Author: Karthik Nakkeeran
This project is a hands-on study of IBM's Adversarial Robustness Toolbox (ART) — an open-source library for securing machine learning models against adversarial threats.
The goal is to understand:
- What ART does and how it works in practice.
- How adversarial attacks can exploit standard ML models deployed in critical domains like financial fraud detection.
- How adversarial training (ART's primary defense mechanism) makes models resilient to these attacks.
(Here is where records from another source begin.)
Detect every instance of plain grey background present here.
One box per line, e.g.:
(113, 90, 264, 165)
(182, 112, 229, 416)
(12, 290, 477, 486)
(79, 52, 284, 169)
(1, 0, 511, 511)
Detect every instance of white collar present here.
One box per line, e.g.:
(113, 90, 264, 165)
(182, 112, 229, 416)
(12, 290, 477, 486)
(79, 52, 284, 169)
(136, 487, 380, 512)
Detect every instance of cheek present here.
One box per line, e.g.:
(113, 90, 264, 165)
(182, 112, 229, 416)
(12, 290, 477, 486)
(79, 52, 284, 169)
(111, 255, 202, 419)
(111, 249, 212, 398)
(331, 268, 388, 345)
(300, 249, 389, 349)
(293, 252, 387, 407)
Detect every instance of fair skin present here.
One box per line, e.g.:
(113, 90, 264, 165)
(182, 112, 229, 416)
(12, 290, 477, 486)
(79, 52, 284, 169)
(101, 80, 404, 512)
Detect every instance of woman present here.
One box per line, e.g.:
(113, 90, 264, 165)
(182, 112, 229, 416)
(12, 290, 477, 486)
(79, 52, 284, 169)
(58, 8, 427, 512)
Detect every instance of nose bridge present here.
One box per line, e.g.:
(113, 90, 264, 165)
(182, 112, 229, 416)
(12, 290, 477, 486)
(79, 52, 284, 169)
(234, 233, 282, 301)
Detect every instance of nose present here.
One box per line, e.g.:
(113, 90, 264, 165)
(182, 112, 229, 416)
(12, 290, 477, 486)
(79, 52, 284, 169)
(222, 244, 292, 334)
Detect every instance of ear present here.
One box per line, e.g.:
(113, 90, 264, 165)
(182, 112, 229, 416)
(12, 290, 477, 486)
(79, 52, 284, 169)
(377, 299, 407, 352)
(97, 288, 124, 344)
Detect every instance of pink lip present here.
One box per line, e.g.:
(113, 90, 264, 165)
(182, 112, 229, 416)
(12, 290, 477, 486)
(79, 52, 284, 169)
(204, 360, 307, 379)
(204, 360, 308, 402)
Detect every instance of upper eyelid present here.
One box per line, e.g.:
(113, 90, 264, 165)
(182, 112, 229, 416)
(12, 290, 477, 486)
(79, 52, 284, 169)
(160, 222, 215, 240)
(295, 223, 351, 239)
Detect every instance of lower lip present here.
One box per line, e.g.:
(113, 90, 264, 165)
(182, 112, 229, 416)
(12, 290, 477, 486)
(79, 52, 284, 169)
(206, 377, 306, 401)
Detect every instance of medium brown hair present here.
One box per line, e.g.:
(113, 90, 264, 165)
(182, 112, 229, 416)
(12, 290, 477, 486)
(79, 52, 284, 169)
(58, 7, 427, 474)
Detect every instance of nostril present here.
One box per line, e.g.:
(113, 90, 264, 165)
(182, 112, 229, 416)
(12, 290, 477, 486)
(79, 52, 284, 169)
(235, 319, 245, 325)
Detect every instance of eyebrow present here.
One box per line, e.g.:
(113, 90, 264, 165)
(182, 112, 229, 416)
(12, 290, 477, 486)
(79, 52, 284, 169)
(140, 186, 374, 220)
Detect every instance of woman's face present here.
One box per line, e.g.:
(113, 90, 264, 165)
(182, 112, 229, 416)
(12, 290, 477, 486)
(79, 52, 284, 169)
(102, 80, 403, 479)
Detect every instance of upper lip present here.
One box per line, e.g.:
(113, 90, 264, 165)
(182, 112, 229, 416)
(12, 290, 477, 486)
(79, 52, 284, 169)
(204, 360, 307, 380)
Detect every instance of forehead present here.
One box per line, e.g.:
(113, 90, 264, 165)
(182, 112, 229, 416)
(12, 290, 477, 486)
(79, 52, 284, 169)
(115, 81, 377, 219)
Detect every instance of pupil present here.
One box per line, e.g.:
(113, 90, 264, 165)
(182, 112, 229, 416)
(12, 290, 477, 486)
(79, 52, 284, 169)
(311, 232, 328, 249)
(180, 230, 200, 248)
- Whether the robustness trade-offs are acceptable for real-world deployment.
model_security_study/
├── README.md
├── requirements.txt
├── code/
│ ├── Fraud_Security_Demo.ipynb # Demo with synthetic data
│ ├── Kaggle_Fraud_Security_Demo.ipynb # Demo with real Kaggle dataset
│ └── fraud_detection_demo.py # Standalone Python script
└── data/
└── bank_transactions_data_2.csv # Kaggle bank transactions dataset
Uses 5,000 programmatically generated bank check transactions with 5 features:
- Amount, Account Age, Bounced Checks, Distance, Signature Match
The top 20% riskiest transactions (based on a composite risk equation) are labeled as fraud. This controlled environment lets us isolate and clearly demonstrate the attack/defense mechanics without noisy real-world data.
Uses a real Kaggle bank transactions dataset (bank_transactions_data_2.csv, 2,512 samples, 16 columns). Since the dataset has no explicit fraud label, a heuristic risk score is derived from numeric features and the top 20% are flagged as fraud. This notebook includes:
- Full EDA on all features (distributions, correlations, category breakdowns).
- The same attack/defense pipeline applied to messier, real-world data.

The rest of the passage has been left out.